A sale sign is seen at the Serramonte Subaru car dealer in Colma, California
Stephen Lam Reuters
DETROIT – U.S. new car sales are expected to grow next year to their highest level since 2019, led by low interest rates and improving affordability, according to industry analysts.
Cox Automotive expects new light-duty vehicle sales to reach 16.3 million in 2025, slightly higher than forecasts by S&P Global Mobility and Edmunds of about 16.2 million sales next year. Such sales would rise from expectations of 15.9 million to 16 million this year and mark the highest result since about 17 million in 2019.
That would equate to 2.5% or less of forecast sales gains for new cars and trucks. The increase is expected to be due to continued “normalization” of vehicle inventory, incentives/discounts from automakers and easing financing and lending rates.
“Consumers are still feeling the pinch, but the market has become a bit friendlier for car buyers since the beginning of the year,” Jessica Caldwell, head of insights at Edmunds, said in a release Tuesday.
One of the biggest growth markets is expected to be entry-level and less expensive vehicles. The industry has been dealing with high prices and low inventory for years since the coronavirus pandemic.
Edmunds reports that the average new vehicle transaction price in 2024 was $47,465, a 0.8% decrease from $47,851 in 2023, and a 27.2% increase from $37,310 in 2019.
EV
Another expected growth area is electrified vehicles, including hybrids, plug-in hybrids and all-electric models, according to analysts.
According to Cox, sales of all-electric vehicles in the U.S. are forecast to set another record in 2024, with total sales approaching 1.3 million.
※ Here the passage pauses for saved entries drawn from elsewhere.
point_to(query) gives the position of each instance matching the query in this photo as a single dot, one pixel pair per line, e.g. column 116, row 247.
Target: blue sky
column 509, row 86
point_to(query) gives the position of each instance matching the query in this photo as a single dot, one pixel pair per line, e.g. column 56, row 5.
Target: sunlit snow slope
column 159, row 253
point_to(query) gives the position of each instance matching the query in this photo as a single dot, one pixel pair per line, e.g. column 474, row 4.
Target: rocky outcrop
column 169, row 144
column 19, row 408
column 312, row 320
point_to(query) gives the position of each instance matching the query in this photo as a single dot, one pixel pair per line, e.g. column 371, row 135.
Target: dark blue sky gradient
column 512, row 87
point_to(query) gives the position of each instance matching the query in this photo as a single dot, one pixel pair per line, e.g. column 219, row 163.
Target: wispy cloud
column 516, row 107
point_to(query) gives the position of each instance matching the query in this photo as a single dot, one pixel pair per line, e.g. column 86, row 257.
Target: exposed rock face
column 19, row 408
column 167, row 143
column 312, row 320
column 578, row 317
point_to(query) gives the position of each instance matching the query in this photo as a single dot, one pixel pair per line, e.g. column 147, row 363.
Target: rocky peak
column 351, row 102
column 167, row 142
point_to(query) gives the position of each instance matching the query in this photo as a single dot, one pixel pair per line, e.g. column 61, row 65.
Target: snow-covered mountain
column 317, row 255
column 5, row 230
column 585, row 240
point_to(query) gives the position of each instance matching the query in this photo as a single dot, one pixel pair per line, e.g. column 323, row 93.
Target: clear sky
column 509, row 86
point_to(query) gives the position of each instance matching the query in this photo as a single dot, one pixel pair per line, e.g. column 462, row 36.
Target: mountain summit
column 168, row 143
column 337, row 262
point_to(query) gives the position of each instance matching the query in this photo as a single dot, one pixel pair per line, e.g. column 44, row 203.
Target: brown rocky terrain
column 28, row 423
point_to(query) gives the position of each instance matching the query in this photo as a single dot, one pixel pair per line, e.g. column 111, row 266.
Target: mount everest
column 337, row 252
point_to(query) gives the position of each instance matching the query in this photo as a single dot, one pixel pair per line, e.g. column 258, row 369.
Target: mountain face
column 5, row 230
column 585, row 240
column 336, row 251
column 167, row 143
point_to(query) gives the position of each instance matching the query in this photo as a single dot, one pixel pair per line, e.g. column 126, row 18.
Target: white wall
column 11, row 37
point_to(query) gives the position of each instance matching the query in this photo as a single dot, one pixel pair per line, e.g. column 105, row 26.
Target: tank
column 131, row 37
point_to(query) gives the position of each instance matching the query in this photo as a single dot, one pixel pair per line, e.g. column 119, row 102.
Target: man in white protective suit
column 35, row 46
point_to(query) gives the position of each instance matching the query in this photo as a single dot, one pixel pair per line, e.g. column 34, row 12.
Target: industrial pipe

That would mark a roughly 8% market share, up from 7.6% last year but lower than expectations of 10% earlier this year.
This is despite a predicted year-over-year decline in the US EV leader TeslaIts first sale since 2014.
“The top three manufacturers are Tesla, Hyundai Motor Group and General Motors, with GM’s market share growing the most at the brand level at 2.7% year over year. While Tesla’s market share has fallen below 50%, the Model Y and Model 3 hold the top two spots. is going to keep,” said Stephanie Valdez Streti, Cox director of industry insights. “The other models are collectively taking share away from Tesla.”
Cox expects about 25% of new car sales to be electrified in 2025, including more than 10% penetration for all-electric models.
Valdez-Stretti and others warned that EV sales could weaken if the federal consumer credit for vehicle purchases of up to $7,500 ends, which the Trump administration has promised to kill.
‘Radical disruption’?
Analysts have warned that regulatory uncertainty ahead of President-elect Donald Trump’s inauguration could affect US new car sales. Most notably, Trump’s tariff threats could affect car production in Canada and Mexico.
Jonathan Smoak, chief economist at Cox Automotive, said the tariffs on those countries, which Trump has said could be as high as 25%, would be “a radical disruption” to the US new car market.
U.S. President-elect Donald Trump makes remarks at Mar-a-Lago in Palm Beach, Florida, U.S., on December 16, 2024.
Brian Snyder | Reuters
“We know that there may be some twists and turns with policy changes, but some of the key assumptions that we’re making are that most of the shifts will take time, and before they’re implemented, demand will actually likely increase. There’s going to be a pull forward,” Smoke said during a virtual briefing Tuesday. “As it relates to tariffs, in particular, we are not making any assumptions that major new tariffs will be implemented.”
An expected increase in US new car sales could actually be a headwind for some automakers’ earnings due to higher stimulus rates and an expected drop in prices, according to Wall Street analysts.
“We’re seeing signs that pricing is unsustainable,” Wells Fargo analyst Colin Langan said in an investor note on Monday, citing rising inventory, rising incentives, declining dealer profits per vehicle and other overall lower pricing power for automakers.
Prices remain near record highs but growth has slowed, which is good for car buyers but bad for the company.